This year's festival has grown from 37 to 57 shows and is expected to do even better than last year's. Maybe it's because the 1998 lineup is more diverse and star-studded than last year's, which was a relatively homogenized blend of melodic pop-folk singers/ songwriters.

The nearly 40 new artists will make Lilith much more diverse, ethnically and stylistically: women like Missy "Misdemeanor" Elliott, Queen Latifah, and Erykah Badu (hip-hop), Neneh Cherry (jazz/hiphop) Me'Shell Ndegeocello (funk,rock,hiphop), Beth Orton (techno-folk), Emmylou Harris (country), and Luscious Jackson (pop funk/hiphop).

    "We've gotten bigger, and bigger is better - primarily because it increases the money that will go to charities," McLachlan said. "We have grown, but primarily in the amount of corporate sponsorship we'll get and in the number of shows we'll do.

    "Because of the venues where the festival goes, our space is restricted We can't add any more stages, and we don't want to cut into each artist's performing time. So to allow 40 more artists in the show, we've added 20 shows. Everyone will join the tour for about two weeks, except Bonnie Raitt and Natalie Merchant, who will do about 20 shows each."

    Last year's tour raised $75,000 for local and national charities, McLachlan said. Like last year, $1 from each ticket sold this year will go to a local women's shelter. McLachlan said she expected this year's tour to raise about $1.5 million, thanks in big part to the 10 corporate sponsors.

    "The most gratifying part of every stop is handing over a check for $20,000 to a women's shelter and hearing how important that donation is to them," she said. "The festival is about more than just music. We give organizations like Life Beat (an AIDS awareness group) and Planned Parenthood space to set up booths and inform people without preaching, I might add. I really like being able to provide those platforms."

    Whether or not it'll still be a charm, McLachlan is already committed to a third Lilith Fair.

    "We started this with a three-year plan," she said "and we'll carry that through and then reassess things. Maybe we'll put it to bed for a year, or maybe we'll start something altogether new. Whatever we do, I want Lilith to remain fresh."

    Nearly a year to the date after the first Lilith Fair began - a year nearly filled from start to finish with touring - McLachlan said she was eager to get the second fair on the road (it opened June 19 in Portland, Ore.)

   "I had the entire month of May off, so I'm ready," she said. "Lilith is like summer camp."

    Who, then, is the poison ivy hiding in the woods?

    "Sorry, but - the  media," she said laughing. "Most of the press we got last year was positive.
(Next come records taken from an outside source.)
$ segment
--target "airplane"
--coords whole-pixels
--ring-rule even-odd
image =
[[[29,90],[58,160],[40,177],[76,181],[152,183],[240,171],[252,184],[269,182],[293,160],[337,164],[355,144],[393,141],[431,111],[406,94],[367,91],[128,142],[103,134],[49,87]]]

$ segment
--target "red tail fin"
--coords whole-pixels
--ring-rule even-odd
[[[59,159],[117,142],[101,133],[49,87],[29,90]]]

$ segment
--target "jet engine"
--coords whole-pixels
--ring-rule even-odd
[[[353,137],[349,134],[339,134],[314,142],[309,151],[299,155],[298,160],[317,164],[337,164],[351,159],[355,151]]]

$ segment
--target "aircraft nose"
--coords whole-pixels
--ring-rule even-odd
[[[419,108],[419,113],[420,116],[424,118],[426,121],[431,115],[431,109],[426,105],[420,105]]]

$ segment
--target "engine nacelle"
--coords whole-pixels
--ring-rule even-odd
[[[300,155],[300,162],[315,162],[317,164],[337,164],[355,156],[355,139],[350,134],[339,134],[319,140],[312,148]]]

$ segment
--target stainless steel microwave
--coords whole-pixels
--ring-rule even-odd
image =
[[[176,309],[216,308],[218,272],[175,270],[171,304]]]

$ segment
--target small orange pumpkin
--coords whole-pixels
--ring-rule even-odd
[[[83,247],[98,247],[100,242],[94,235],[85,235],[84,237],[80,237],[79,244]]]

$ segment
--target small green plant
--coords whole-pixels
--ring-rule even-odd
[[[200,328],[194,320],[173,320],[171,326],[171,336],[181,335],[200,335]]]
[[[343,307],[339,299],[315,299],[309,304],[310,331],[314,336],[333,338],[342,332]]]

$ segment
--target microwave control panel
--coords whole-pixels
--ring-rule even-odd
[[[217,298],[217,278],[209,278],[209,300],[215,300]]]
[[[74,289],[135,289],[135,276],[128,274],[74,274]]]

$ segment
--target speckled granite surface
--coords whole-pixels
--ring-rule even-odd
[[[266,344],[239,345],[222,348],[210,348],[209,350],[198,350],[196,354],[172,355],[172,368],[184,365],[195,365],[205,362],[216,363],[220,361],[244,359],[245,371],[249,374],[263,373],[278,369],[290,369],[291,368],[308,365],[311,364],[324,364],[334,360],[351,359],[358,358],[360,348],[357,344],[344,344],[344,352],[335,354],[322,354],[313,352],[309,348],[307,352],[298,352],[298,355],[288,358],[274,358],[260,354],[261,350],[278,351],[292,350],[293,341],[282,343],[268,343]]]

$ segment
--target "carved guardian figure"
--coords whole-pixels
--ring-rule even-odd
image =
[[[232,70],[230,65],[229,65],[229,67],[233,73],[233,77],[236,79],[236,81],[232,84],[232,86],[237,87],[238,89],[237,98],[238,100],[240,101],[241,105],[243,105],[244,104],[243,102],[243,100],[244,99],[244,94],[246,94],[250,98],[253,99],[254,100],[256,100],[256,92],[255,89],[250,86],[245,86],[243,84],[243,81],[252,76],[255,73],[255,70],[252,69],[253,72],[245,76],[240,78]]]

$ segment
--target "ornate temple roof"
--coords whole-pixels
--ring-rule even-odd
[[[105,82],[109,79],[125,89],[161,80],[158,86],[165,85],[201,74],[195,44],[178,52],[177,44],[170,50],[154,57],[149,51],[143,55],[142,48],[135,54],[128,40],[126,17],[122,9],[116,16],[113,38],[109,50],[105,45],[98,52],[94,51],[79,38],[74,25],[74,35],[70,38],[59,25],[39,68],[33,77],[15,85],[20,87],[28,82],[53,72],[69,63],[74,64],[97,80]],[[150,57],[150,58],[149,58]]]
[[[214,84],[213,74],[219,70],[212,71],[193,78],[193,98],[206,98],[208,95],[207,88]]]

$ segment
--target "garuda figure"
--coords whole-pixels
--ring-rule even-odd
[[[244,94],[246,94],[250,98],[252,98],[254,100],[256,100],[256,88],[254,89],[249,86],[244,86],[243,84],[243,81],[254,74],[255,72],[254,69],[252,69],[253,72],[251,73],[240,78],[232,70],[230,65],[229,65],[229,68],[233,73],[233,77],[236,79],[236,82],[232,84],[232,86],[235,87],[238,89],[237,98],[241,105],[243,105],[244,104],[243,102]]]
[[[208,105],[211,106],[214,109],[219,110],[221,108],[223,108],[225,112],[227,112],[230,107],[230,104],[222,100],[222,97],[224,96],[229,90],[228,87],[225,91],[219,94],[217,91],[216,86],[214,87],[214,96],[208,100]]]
But there were lots of times, especially at some of the press conferences we held before the shows, where the media focused hard on the negative, on what the fair wasn't. And I spent a lot of time trying to justify the who thing. We kept repeating ourselves: 'No, it's not perfect and not everyone is going to like this. But ...'

    "Some people had a hard time accepting that thing s were going well and (that) the fair was a big success. So they looked hard for flaws and problems."
    And having discarded a stereotype it never wanted, Lilith II can focus on living up to something it inherited from its predecessor: a lofty reputation.